Member Since: Jul 2013
Location: In the City of Blinding Lights
Posts: 1,458
I'm again in this middle place where I "see" these possible futures for myself, one good one bad, yet I don't know how to choose emotionally. Logically is easy, a no-brainier, but the emotions keep saying "self-destruct mode". For a lot of reasons, the ingrained subliminal message of "never good enough, never smart enough, never strong enough, never worthy" always pops up at random or non-random times to remind me I am inferior and weak. And we all know what the Nazis believed should happen to the so-called-by-them " inferior" people's.

Nazis to me are the epitome of true evil.

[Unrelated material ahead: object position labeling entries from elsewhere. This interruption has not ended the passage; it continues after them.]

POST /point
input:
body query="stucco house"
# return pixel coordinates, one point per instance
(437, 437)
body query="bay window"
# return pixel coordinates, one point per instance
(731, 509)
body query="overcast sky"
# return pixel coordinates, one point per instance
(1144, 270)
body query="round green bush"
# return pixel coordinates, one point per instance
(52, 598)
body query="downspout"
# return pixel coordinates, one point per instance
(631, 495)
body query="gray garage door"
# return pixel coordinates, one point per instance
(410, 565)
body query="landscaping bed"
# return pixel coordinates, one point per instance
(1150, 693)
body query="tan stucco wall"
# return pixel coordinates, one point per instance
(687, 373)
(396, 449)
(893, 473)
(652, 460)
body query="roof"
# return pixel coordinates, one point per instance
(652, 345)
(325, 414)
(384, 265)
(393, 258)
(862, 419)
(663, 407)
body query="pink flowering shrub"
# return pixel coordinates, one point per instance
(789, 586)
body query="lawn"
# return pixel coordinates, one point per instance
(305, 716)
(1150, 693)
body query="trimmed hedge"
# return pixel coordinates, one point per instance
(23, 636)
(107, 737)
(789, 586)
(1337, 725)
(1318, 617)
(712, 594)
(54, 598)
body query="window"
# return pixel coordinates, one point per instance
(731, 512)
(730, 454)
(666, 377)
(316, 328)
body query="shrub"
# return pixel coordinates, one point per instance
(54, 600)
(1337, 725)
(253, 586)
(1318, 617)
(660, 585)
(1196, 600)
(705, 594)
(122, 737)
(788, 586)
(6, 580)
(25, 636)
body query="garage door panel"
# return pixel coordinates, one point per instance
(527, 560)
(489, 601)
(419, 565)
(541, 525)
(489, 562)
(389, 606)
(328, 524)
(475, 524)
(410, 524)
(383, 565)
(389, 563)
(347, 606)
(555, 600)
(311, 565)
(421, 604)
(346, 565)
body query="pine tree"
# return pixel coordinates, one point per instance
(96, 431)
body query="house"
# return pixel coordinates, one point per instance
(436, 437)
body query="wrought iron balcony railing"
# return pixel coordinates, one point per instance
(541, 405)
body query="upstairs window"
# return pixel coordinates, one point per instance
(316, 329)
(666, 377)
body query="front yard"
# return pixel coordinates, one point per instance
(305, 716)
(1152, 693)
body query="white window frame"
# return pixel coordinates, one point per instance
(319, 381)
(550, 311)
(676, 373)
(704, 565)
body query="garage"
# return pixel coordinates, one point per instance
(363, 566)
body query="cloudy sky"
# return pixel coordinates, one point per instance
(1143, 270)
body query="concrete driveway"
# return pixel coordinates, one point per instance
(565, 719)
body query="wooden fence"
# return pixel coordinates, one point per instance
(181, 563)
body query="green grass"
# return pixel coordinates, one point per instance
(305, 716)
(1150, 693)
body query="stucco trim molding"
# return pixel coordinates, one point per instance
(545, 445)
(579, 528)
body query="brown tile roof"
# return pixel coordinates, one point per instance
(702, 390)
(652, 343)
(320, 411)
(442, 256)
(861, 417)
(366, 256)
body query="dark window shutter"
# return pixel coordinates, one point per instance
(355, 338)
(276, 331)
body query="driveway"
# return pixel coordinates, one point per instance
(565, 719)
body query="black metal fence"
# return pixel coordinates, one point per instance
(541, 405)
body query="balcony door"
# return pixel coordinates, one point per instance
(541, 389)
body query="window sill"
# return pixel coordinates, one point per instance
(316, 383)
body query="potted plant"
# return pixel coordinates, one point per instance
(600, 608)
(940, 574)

They would have gassed me by now for being crazy. People who survived them had to be incredibly tough, smart, and almost super-human, yet the message that they got for more ham a decade was "inferior, lesser than, unworthy of being in society, of ownership, of rights" and ultimately "unworthy of life".

How do you reconcile that in your mind. When you know A, the good things about yourself, are true, but you are told that B, the bad things are all true, and that they outweigh all of the good, and that, no matter who you are or how you live your life, your genes themselves, the core of your being, puts you into the class labeled inferior and ultimately marked for death.

One of my young trainer friends is Jewish. We have a very large Jewish community here, and I love living in their shared culture, as much as I love the Arab culture here. He packed up a year ago and moved to ... Germany. It scared me a little. I know, it's the 21st Century, we are only a little more than 6 months away from the 70th anniversary of the fall of the Third Reich, and modern Germany is a stable democracy with very strong civil liberties because of their past. But it scare me and worried me that he would run up against the ghosts of the Nazis and their victims. The thought that 70 some years ago this kid would have been marked for death, along with his entire family and about half the population of my town just floors me. He is the BEST kid, super-smart, super motivated, incredibly hard working, friendly, loving, the kind of kid that makes you feel there is hope for humanity. I would adopt him as my son in a heartbeat if he needed it, but he has two terrific parents and great siblings who love him and support him. His Facebook page is always full of loving comments.

To think that the Nazis would have labeled him as unworthy of life because of his genetic and cultural heritage cuts very close to the bone with me. Persecutory delusion or hypervigilance or whatever, it is how I feel about my own situation, unfairly judged and being cast out as garbage, not because of anything I did, but because of who I am and the label given me.